Hi I have a CSV File where the encapsulator character is not escaped properly.
Example
[email protected],"uhrege gerjhhg er<span style="background-color: rgb(0,153,0);">eriueiru kernger</span><font color="#009900"><span style="background-color: rgb(255,255,255);"> weiufhuweifbw fhew fibwefbw</span></font><div><font color="#009900"><span style="background-color: rgb(255,255,255);">wekifbwe fewf</span></font></div><div><font color="#009900"><span style="background-color: rgb(255,255,255);">weiuifgewbfjew f</span></font></div>",18-Oct-2016,
Delimiter -> ,
Encapsulator -> "
It breaks when I try to read using commons-csv reader ,
throws a ' invalid char between encapsulated token and delimiter
' Exception .
However Microsoft excel seems to open the file perfectly.

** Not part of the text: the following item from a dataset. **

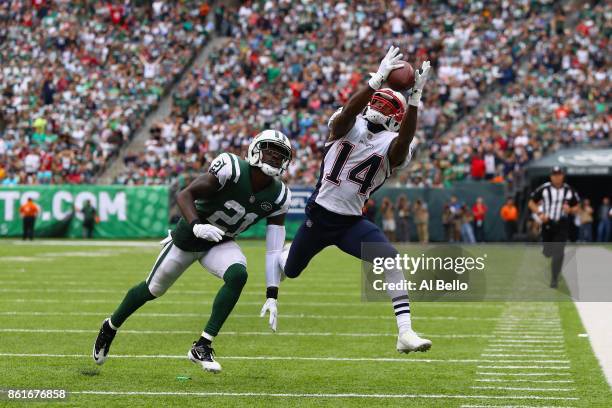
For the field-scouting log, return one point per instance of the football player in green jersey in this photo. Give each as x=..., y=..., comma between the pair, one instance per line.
x=216, y=207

Any ideas on how to procced ? .
How does one parse CSV files where the encapsulator is not escaped properly ?.Excel seems to open such files fine.
If you can't fix this at the source (i.e. generate a well-formed csv), and you want to parse this yourself, you could go the easy way:
Scan field1 up to
,"
- field2 up to",
- rest is field3 (trailing comma?).Of course if a
",
occurs in the html field, there's a problem. You could solve that by first scanning up to,"
, and then backwards (starting at the end of the line) to",
.If there are more fields than you show here, you could look for a
,
combined with a"
(both combinations, could also be","
) and hope those do not appear in the field data.